My own Private Religion
As a public Zen Buddhist practitioner, doing videos on YouTube and of my blog, I have an opportunity to be contact by a lot of people. Prior to this, I lived in Zen Centers and monastic communities where I had many face-to-face discussions with westerner seekers of spirituality.
One thing that I am very aware of is that 99% of westerners have what I call a ‘Personal Religion’, and this is knowledge that they pick up from various religions they have studied from books that they can buy. They fall into Eclecticism, a spiritual view that is all based on Knowledge but of no actual practice.
By practice, in Buddhism we mean Faith and Belief; more of the convictions and steadfastness of. So, in Western Buddhist talk when you hear ‘Practice’ that is code for Faith and Belief. Now, most westerns have no faith and believe in nothing, and to suggest someone to develop faith and belief in a particular path in where they can fully investigate in where they look under ever stone and can experience the deepest mysteries of the holy path, well this becomes to much.
You can ask them, “why did you buy the car you drive now? Do you drive a different car every week?” Of course they will tell you they just bought the car they have because they had faith and belief it was a good car for them, and they drive the same car day after day, year after year.

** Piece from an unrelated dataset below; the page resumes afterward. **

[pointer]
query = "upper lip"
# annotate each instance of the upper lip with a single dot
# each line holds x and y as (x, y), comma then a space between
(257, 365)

So you follow up asking, “Why then do you not just say with one religion? Why are you hopping about to ‘this and that’?”
There is a popular term called FOMO, its the Fear Of Missing Out in which the person sees a whole field of many things and fears that one of them may contain what they are looking for, so they run around trying to look at everything! This wise know that this is insanity and the height of foolishness, and the sages know that everything in the field contains what they are looking for, it is just that they have to devote to it, to invest Faith and Belief in it, and only then when it is sufficient for what they are looking for will be relieved.
It is very hard for western minded people to give up a Personal Religion. You see, there is this concept in what they THINK the Universe is, what they THINK God is all about, and what they THINK the path to spiritual awaking is. Yes, I put the word think call caps, because what the thinker has done is to conceptualize religion and spirituality into this materialistic idealization that is all knowledge, but no actual practice.
Many come to the Zen temples or the Buddhist Dharma centers not to learn, but rather to see if the religious metaphysics matches up with what they already think; their Personal Religion. You see, that person is clinging hard to what they think, and not by a long shot are they ready to abandon their Personal Religion.
Only when the person admits:
“I have learned from everyone I could find, and I have done so many different things to reach spiritual completeness, this enlightenment, and yet in all my efforts is for not. For enlightenment is elusive to me. For all of the knowledge and lore I have picked up is utterly useless.”
Often with people who reach the point of spiritual frustration aka ‘Spiritual crisis’, they become skeptical that anyone can become enlightened. Now in Zen Mahayana Buddhism we teach that you are naturally enlightened, but its is your own defilements that delude your knowing this and stand in the way as ‘doubts and hindrances’. In Zen, this is sometimes described as the ‘Illusionary self’ or delusions and that it is the Buddhas Dharma shatters delusions and clears up defilement so that we can fully know our inherit Buddha-nature, becoming enlightened.
This “Cleaning up defilements” is not easy, taking much dedication and focus of mind to achieve. A religion is a path, a ‘way of cleaning up defilement’ and only through steadfast devotion to this path though the development of Faith and Belief, does one achieve true Practice.
Many identify Buddhism as a ‘path of renunciation’ in where those who devote themselves to the path renounce ‘world-ways’. This is a correct assessment of the path, and encourages the practitioner to renounce to the best of their abilities and situation.
For most, the first renunciation starts with the abandonment of all other paths. A dedication to this path, the Path that Buddha set forth. as interpreted by the branches and sets, is what the student will devote themselves too.
Buddha realized that not all can take ‘full renunciation’ as the most expediant means of clearing up defilements, that of becoming the bhikkhu/bhikkhuni. In this one becomes a Buddhist lay-person in where one renounces what they can of worldly-ways, and supports those who have fully renounced. For, those who cannot renounce at the moment may be able to do so later, thus they ‘pay-it-forward’ to make a place for those who can renounce now, in hopes that when they can renounce others will support them.
It does not really matter the branch or sect of Buddhism, be it Zen, Ch’an, Tibetan or South Asian Theravada. As long as the core of Buddhas path is there, being the renunciation and purification of defilements, a true practice can develop and flourish to open the Dharma Gates.